Face à cette situation, quelle posture adopter ? 

  • Au niveau citoyen il est essentiel que nous continuions d’informer et nous informer, afin de renforcer la mobilisation pour d’obtenir une réglementation plus contraignante sur la provenance, la vente et le commerce des métaux stratégiques et qui inclut tous les acteur·rices de la chaine d’approvisionnement.
  • Concernant les armes légères et de petits calibres, il serait tout aussi important d’organiser un meilleur contrôle du flux des armes par un système de traçabilité plus rigoureux à l’égard des entreprises.
  •  Au niveau global, une plus forte responsabilisation des grandes entreprises passera par l’adoption du traité de l’ONU sur les sociétés transnationales et les droits humains, qui est toujours en négociation au sein du Conseil des droits de l’homme depuis 11 ans. Combien de temps faudra-t-il encore attendre ?
  • Un réel engagement de la communauté internationale en faveur de la paix est nécessaire, ainsi que l’abandon du “deux poids deux mesures” et des calculs politiques qui font beaucoup de tort à l’humanité et à la nature.
  • Nous devons promouvoir une gestion plus durable des ressources, qui tienne compte à la fois des droits humains et des aspirations des communautés locales.
  • Il faudrait une très large synergie d’actions pour une refonte du modèle économique des pays à faibles revenus, riches en ressources minières vis-à-vis des pays économiquement forts, et émergents. L’extractivisme est une vieille pratique économique coloniale qui, aujourd’hui, ne profite malheureusement pas au développement des PRFI, tant les guerres civiles et conflits sociaux s’apparentent de plus en plus à ce phénomène.

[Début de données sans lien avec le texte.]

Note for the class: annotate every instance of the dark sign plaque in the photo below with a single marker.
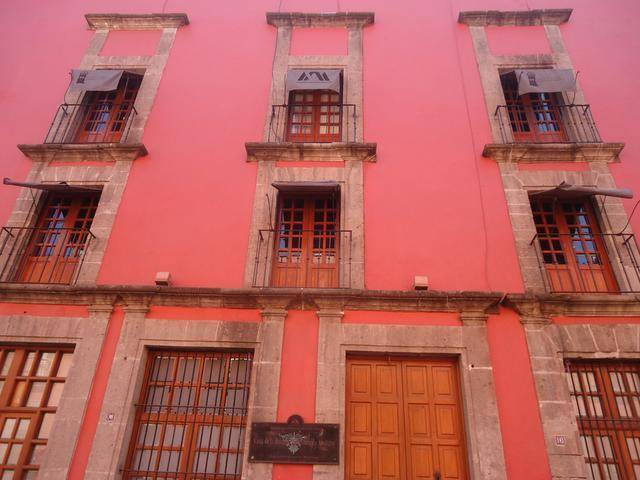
(294, 442)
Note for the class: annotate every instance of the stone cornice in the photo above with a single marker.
(579, 305)
(303, 152)
(553, 152)
(83, 152)
(132, 21)
(337, 19)
(264, 299)
(483, 18)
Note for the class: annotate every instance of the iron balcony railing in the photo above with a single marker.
(593, 263)
(303, 259)
(313, 123)
(547, 124)
(102, 122)
(42, 255)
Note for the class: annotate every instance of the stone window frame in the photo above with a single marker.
(51, 161)
(85, 336)
(139, 334)
(610, 213)
(350, 64)
(468, 342)
(549, 345)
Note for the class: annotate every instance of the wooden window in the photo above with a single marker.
(571, 246)
(59, 241)
(534, 117)
(404, 420)
(314, 116)
(106, 114)
(606, 397)
(306, 253)
(191, 417)
(31, 384)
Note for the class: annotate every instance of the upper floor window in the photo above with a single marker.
(53, 250)
(103, 113)
(572, 247)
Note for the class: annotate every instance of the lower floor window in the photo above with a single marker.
(606, 396)
(191, 417)
(31, 384)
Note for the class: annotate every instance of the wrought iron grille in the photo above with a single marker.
(303, 258)
(100, 122)
(606, 397)
(191, 419)
(313, 123)
(43, 255)
(548, 124)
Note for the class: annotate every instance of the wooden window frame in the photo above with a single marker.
(15, 395)
(573, 255)
(306, 238)
(607, 409)
(534, 117)
(191, 418)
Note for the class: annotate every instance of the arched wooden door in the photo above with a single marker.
(404, 420)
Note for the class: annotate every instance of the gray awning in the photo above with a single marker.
(545, 80)
(53, 187)
(566, 190)
(313, 79)
(328, 186)
(95, 80)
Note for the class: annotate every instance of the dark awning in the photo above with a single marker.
(95, 80)
(566, 190)
(328, 186)
(53, 187)
(545, 80)
(313, 79)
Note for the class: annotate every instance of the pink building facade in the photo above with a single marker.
(407, 225)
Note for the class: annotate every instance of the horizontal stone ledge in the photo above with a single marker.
(484, 18)
(83, 152)
(553, 152)
(135, 21)
(303, 152)
(335, 19)
(254, 298)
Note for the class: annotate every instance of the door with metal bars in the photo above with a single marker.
(606, 397)
(191, 417)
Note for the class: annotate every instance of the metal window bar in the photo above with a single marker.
(620, 248)
(110, 125)
(43, 255)
(280, 123)
(340, 255)
(606, 398)
(191, 419)
(576, 119)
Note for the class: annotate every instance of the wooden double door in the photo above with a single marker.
(404, 419)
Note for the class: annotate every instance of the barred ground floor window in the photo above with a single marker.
(606, 396)
(31, 384)
(191, 416)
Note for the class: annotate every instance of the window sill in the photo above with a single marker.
(553, 152)
(83, 152)
(310, 152)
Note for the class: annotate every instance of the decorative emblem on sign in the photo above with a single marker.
(293, 441)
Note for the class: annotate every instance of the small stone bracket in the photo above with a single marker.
(315, 20)
(83, 152)
(484, 18)
(553, 152)
(144, 21)
(303, 152)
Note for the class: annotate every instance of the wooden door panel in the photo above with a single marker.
(389, 461)
(417, 426)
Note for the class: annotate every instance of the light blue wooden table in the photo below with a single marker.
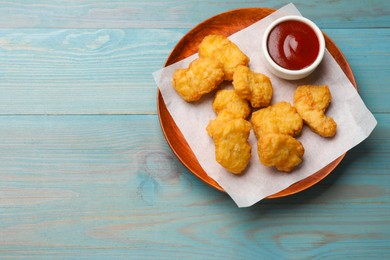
(85, 171)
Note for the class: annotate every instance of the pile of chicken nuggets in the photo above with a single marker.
(248, 106)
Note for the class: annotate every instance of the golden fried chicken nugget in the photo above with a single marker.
(255, 87)
(280, 150)
(232, 149)
(202, 76)
(279, 118)
(228, 100)
(311, 102)
(221, 48)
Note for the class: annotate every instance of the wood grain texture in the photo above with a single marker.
(109, 186)
(174, 14)
(108, 71)
(85, 172)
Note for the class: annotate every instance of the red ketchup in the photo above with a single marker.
(293, 45)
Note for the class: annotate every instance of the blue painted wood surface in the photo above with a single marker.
(85, 171)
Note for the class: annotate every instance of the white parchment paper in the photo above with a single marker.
(354, 120)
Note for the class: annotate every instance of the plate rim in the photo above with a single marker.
(294, 188)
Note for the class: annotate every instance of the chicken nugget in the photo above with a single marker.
(221, 48)
(280, 150)
(255, 87)
(279, 118)
(202, 76)
(232, 149)
(228, 100)
(311, 103)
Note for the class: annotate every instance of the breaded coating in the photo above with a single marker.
(232, 149)
(311, 103)
(255, 87)
(221, 48)
(279, 118)
(280, 150)
(228, 100)
(202, 76)
(230, 131)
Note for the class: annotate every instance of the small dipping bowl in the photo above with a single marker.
(293, 47)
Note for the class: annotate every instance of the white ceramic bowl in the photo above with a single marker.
(287, 73)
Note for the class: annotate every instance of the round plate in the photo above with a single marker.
(226, 24)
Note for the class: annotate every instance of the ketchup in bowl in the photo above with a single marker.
(293, 45)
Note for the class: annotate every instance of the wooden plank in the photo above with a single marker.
(108, 71)
(109, 186)
(173, 14)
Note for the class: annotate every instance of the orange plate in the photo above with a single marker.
(226, 24)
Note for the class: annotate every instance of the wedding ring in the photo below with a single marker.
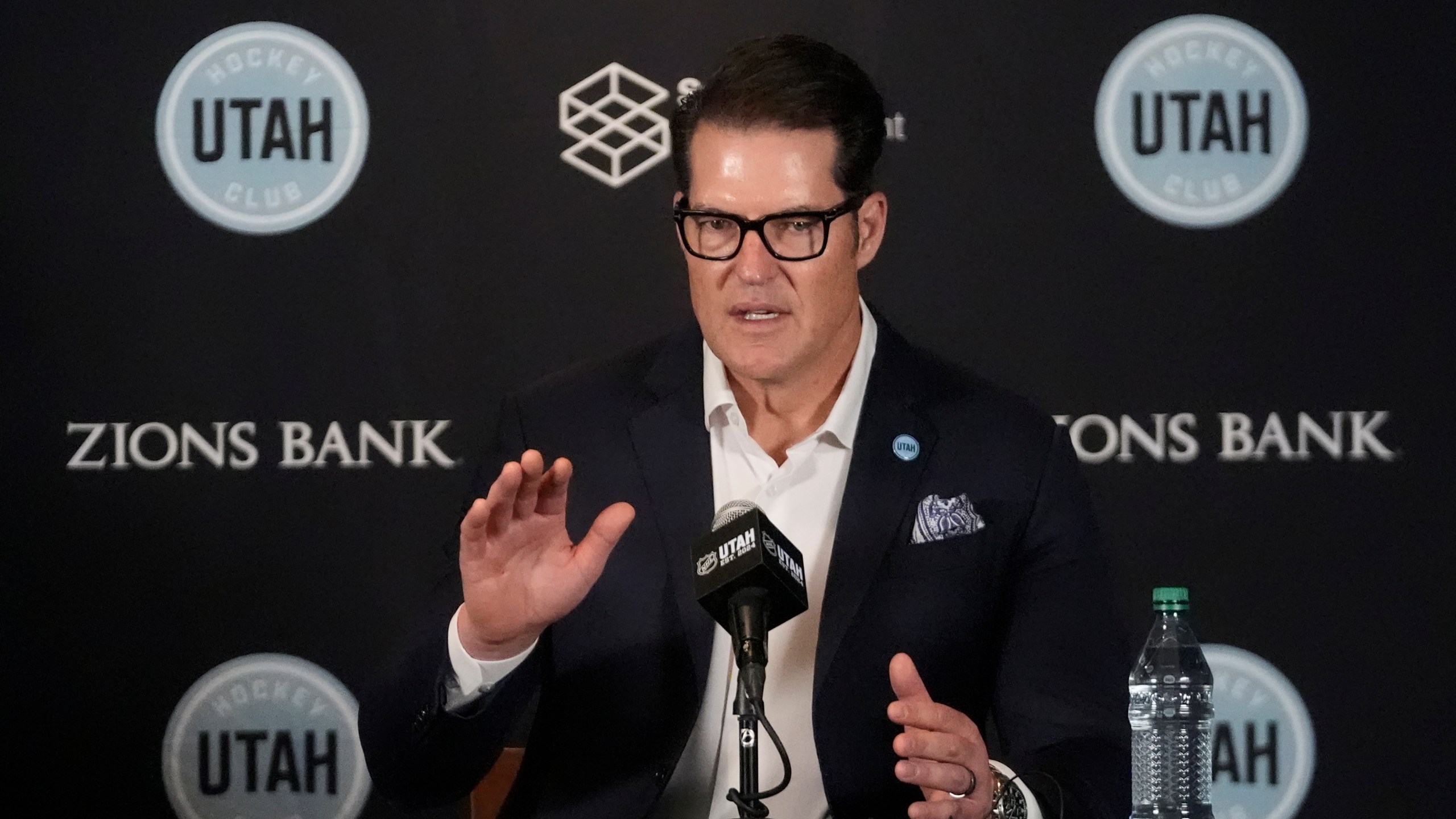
(969, 791)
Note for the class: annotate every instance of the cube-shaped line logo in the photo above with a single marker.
(618, 131)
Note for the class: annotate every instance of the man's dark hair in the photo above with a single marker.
(789, 82)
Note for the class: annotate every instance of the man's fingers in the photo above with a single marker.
(937, 747)
(602, 538)
(554, 489)
(526, 499)
(935, 776)
(929, 716)
(484, 512)
(948, 808)
(906, 680)
(475, 518)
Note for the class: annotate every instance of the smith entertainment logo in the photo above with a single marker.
(1202, 121)
(1174, 436)
(612, 115)
(233, 445)
(1263, 738)
(263, 127)
(266, 735)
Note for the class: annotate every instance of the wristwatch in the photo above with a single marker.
(1007, 799)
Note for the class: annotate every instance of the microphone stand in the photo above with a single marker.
(749, 739)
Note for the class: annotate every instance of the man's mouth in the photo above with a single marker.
(758, 311)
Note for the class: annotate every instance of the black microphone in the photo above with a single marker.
(750, 579)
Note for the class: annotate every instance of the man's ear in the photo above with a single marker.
(870, 221)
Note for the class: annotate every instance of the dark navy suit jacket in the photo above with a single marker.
(1014, 621)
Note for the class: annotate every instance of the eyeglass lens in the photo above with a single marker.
(788, 237)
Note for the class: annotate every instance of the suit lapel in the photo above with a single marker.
(673, 454)
(878, 490)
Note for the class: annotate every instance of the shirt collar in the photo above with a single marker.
(843, 417)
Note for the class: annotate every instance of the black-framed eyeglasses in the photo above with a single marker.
(789, 237)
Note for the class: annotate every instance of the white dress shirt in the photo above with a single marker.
(801, 498)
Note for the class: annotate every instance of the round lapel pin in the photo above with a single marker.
(906, 448)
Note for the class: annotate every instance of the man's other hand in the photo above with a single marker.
(519, 569)
(942, 751)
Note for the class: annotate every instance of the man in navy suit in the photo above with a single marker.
(953, 561)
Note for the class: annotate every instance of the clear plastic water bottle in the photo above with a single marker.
(1171, 709)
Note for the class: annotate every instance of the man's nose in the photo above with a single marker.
(755, 264)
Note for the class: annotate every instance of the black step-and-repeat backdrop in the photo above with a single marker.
(271, 266)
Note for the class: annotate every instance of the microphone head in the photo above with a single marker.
(746, 551)
(731, 512)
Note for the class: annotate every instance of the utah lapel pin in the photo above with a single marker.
(906, 448)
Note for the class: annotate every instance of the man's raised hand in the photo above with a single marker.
(519, 568)
(942, 751)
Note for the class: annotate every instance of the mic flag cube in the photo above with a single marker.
(749, 551)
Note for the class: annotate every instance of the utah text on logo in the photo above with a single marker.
(612, 115)
(266, 735)
(1202, 121)
(263, 127)
(1263, 738)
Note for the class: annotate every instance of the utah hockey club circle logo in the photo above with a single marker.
(263, 127)
(619, 133)
(266, 735)
(1263, 738)
(1202, 121)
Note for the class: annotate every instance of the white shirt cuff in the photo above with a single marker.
(475, 677)
(1033, 806)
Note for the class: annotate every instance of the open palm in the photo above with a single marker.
(519, 569)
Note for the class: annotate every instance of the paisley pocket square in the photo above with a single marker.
(938, 519)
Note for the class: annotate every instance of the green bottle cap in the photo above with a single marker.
(1171, 599)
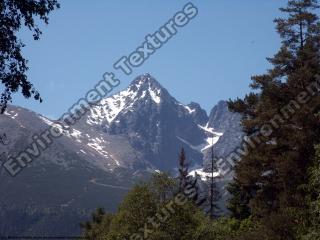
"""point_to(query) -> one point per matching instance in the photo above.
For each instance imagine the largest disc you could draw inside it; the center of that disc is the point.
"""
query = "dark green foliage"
(282, 114)
(13, 66)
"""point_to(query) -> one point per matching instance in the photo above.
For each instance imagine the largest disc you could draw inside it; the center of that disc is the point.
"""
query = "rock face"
(122, 140)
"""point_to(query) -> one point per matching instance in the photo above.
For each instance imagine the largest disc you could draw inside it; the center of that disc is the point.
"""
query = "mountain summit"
(125, 138)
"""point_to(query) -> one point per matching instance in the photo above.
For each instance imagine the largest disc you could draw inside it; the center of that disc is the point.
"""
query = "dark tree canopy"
(14, 14)
(270, 179)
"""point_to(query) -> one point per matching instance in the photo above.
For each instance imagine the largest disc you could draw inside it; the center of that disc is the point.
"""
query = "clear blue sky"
(210, 59)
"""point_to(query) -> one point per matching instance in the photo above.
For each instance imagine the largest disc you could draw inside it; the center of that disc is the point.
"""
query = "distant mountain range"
(122, 140)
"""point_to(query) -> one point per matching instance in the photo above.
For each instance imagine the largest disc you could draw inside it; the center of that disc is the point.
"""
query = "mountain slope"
(120, 141)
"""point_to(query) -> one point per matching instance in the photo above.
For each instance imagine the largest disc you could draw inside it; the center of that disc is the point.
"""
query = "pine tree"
(183, 170)
(214, 192)
(281, 114)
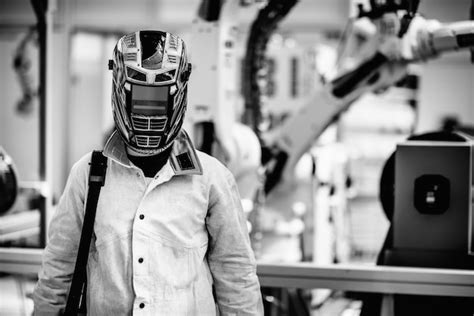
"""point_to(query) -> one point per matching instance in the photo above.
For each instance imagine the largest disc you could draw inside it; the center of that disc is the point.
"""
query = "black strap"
(77, 292)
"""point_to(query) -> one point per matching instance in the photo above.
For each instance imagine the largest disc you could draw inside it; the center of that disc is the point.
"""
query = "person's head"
(149, 89)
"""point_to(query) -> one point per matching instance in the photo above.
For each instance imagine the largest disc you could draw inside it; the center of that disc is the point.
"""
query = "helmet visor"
(149, 100)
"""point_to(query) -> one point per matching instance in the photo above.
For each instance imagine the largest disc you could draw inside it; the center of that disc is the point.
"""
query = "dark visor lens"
(149, 100)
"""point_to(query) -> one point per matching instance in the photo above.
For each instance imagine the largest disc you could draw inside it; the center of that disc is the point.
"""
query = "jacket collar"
(183, 158)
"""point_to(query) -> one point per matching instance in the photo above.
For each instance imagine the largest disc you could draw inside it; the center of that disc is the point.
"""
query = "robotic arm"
(423, 40)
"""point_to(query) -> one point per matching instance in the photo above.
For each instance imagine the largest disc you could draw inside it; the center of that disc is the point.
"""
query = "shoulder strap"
(96, 181)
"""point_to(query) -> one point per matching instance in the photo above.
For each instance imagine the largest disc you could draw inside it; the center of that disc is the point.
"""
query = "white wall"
(18, 133)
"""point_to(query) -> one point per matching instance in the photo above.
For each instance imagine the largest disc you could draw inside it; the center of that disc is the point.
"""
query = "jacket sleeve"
(231, 259)
(59, 256)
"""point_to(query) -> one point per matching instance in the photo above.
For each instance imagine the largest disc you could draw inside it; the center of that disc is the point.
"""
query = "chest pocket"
(176, 265)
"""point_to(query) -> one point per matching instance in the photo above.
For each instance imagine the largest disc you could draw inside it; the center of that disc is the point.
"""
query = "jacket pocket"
(176, 265)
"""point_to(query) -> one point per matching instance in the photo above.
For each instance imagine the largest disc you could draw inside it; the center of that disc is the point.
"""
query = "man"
(169, 225)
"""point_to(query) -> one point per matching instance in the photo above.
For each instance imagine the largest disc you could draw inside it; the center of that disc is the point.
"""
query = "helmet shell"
(149, 89)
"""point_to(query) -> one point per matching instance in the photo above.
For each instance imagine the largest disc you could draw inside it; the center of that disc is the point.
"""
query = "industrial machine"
(8, 182)
(426, 191)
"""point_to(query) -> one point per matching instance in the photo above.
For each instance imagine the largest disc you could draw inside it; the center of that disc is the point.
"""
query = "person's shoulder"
(81, 167)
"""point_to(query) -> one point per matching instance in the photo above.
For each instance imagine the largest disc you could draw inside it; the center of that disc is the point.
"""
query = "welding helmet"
(149, 89)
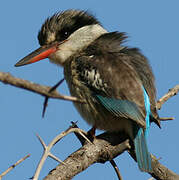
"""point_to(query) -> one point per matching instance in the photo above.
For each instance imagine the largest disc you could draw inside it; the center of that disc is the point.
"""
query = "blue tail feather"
(142, 154)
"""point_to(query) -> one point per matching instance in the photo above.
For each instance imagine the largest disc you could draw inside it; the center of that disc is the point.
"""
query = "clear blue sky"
(151, 25)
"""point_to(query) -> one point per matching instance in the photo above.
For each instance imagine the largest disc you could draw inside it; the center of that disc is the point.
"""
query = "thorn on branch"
(45, 104)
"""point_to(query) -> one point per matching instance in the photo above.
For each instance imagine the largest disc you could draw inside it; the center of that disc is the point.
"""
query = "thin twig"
(116, 169)
(47, 98)
(6, 78)
(47, 149)
(172, 92)
(13, 166)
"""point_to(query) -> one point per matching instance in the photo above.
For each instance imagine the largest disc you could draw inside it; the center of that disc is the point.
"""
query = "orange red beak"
(39, 54)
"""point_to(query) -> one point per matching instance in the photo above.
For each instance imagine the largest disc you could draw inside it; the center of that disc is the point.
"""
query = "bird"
(115, 80)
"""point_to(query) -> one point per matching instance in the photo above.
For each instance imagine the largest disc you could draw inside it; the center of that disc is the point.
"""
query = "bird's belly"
(96, 115)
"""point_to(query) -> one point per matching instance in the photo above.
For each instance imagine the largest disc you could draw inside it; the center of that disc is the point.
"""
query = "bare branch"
(13, 166)
(48, 148)
(6, 78)
(104, 148)
(116, 169)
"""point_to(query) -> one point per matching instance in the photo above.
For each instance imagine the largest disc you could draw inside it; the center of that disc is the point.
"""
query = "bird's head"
(63, 35)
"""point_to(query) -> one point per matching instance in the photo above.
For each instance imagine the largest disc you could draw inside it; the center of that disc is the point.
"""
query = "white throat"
(76, 42)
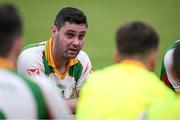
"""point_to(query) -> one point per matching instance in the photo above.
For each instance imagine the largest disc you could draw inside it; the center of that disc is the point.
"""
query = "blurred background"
(104, 17)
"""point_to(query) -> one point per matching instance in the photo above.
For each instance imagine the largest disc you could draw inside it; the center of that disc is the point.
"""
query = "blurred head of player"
(68, 32)
(137, 41)
(176, 62)
(10, 32)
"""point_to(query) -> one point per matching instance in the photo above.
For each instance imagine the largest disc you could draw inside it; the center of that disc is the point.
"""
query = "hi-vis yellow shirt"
(169, 110)
(121, 91)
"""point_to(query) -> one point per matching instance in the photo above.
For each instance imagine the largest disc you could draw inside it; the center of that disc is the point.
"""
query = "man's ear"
(116, 56)
(151, 62)
(54, 31)
(16, 49)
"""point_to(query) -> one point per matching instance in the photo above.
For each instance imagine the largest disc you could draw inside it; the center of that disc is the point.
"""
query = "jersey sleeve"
(30, 63)
(55, 104)
(167, 71)
(87, 69)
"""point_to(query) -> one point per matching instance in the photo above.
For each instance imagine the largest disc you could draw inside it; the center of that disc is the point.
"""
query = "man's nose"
(76, 41)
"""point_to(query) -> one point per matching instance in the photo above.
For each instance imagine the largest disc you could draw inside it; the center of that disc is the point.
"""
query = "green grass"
(104, 17)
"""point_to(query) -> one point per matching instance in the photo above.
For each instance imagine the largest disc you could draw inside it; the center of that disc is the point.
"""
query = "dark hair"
(71, 15)
(136, 38)
(176, 60)
(10, 28)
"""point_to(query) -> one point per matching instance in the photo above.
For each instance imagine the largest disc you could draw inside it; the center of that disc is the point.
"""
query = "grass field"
(104, 17)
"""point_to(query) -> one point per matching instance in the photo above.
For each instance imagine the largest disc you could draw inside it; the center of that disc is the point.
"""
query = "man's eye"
(69, 35)
(81, 36)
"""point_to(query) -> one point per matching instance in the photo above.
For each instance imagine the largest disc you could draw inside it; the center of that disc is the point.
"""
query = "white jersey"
(33, 60)
(27, 99)
(167, 70)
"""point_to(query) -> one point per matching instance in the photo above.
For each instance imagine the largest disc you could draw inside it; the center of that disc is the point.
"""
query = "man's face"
(69, 40)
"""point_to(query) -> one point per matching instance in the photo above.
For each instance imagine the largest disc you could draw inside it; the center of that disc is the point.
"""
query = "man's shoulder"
(83, 57)
(33, 51)
(34, 45)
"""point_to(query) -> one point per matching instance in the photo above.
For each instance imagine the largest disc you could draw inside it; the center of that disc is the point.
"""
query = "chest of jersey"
(65, 87)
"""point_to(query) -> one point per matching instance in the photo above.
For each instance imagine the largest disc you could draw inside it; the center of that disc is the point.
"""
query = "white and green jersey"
(167, 70)
(34, 61)
(27, 99)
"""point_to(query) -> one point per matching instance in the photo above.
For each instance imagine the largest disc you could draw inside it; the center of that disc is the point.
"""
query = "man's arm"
(72, 103)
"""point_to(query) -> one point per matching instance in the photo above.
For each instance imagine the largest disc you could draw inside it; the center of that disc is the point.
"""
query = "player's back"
(21, 98)
(125, 89)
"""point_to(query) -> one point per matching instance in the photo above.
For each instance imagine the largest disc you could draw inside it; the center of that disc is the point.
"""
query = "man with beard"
(60, 58)
(21, 98)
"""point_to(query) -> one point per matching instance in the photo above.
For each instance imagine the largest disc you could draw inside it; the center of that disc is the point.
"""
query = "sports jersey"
(21, 98)
(121, 91)
(37, 59)
(167, 71)
(168, 110)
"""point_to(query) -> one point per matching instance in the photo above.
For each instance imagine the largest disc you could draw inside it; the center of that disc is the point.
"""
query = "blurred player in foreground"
(126, 89)
(169, 109)
(21, 98)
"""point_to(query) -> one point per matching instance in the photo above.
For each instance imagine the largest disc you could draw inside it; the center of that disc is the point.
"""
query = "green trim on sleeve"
(76, 71)
(32, 45)
(41, 104)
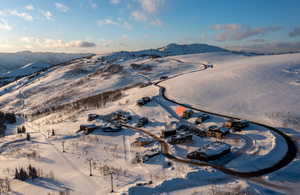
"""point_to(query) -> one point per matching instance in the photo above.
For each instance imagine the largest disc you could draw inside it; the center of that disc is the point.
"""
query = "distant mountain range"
(12, 61)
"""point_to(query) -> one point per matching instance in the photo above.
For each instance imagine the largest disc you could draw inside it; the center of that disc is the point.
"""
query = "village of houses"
(139, 134)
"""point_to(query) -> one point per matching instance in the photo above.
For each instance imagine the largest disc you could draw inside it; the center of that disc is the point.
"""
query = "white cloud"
(139, 16)
(107, 21)
(114, 1)
(151, 5)
(4, 25)
(61, 7)
(47, 14)
(156, 22)
(29, 7)
(34, 42)
(237, 32)
(295, 32)
(22, 15)
(232, 27)
(119, 22)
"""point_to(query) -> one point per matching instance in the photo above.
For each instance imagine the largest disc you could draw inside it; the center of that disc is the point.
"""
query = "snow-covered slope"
(257, 87)
(265, 88)
(13, 61)
(28, 69)
(169, 50)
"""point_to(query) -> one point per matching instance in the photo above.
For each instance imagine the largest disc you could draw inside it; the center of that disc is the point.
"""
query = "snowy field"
(260, 88)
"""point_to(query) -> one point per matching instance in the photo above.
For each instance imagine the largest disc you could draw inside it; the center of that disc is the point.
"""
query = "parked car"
(210, 151)
(216, 131)
(187, 114)
(142, 122)
(143, 101)
(200, 119)
(87, 128)
(236, 124)
(163, 77)
(92, 117)
(112, 127)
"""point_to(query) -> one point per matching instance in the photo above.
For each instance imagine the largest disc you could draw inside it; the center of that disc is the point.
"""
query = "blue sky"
(111, 25)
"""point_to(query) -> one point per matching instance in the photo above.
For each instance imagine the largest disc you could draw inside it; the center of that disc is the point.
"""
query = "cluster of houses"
(5, 118)
(182, 132)
(211, 151)
(143, 101)
(111, 122)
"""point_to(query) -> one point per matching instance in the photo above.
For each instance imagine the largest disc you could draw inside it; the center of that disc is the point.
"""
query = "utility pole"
(111, 181)
(91, 174)
(63, 145)
(124, 145)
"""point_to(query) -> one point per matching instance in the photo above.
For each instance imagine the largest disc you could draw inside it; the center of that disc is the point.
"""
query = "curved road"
(288, 157)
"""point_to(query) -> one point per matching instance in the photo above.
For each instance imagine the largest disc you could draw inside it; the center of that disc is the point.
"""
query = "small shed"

Ramener la paix dans les zones en conflit s’avère être ce qu’il y a de plus fondamental, Prévenir les conflits par une gestion durable des ressources minières. c’est aussi protéger l’environnement.

Merlin Fotabong Assoua.


[1] Groupe de 16 métaux aux propriétés semblables (yttrium, lanthane, cérium, néodyme, terbium, dysprosium, etc).  Contrairement à ce que leur nom indique, elles sont répandues et on ne les trouve jamais à l’état pur. Leur raffinage est complexe et polluant. Elles sont utilisées entre autres dans les aimants de missiles. Commission Justice et Paix, derrière nos écrans : les enjeux de l’exploitation minière, Dossier pédagogique, 2019, p.14

[2] https://gresea.be/Le-pillage-muscle-par-l-hyperextractivisme

[3] Commission Justice et Paix, op., cit., p.9

[4] Bisht, Arpita., et al. « Extractivisme prédateur et conflits de distribution écologique : Le minerai de fer en Inde ». Multitudes, 2019/2 n° 75, 2019. p.180-185

[5] Christophe Boltanski, Minerais de sang. Les esclaves du monde moderne, folio actuel, 2014. p. 32

[6] Rapport à mi-parcours du Groupe d’experts de l’ONU sur la République Démocratique du Congo, 27 décembre 2024, p., 15. http://www.undocs.org/fr/S/2024/969

[7] Ibid.,

[8] Ibid.,

[9] Rapport 2020 de la Commission européenne sur « les matières premières essentielles pour les technologies et les secteurs stratégiques de l’UE, une étude prospective », p. 70

[10] Par l’expression « minerais de sang » on désigne quatre minerais et métaux – étain, tungstène,
tantale et or – dont la production est souvent contrôlée par des groupes armés, en République
démocratique du Congo (essentiellement dans la région du Kivu) et dans la région des Grands Lacs
mais aussi au Zimbabwe, en République centrafricaine, en Birmanie ou encore en Colombie. Ce pillage
de ressources est difficile à chiffrer mais l’ONU estime qu’en 2013, 98% de l’or produit en RDC est
sorti clandestinement du pays. Ces minerais se retrouvent pourtant dans des filières de production
officielles et « légales ».

[11]https://information.tv5monde.com/afrique/video/armes-une-proliferation-inquietante-en-afrique-2758638

[12] PNUE – Programme des Nations Unies pour L’environnement. 2/15. Protection de l’environnement dans les zones touchées par les conflits armés – UNEP/EA.2/Res.15. New York : PNUE, 2016.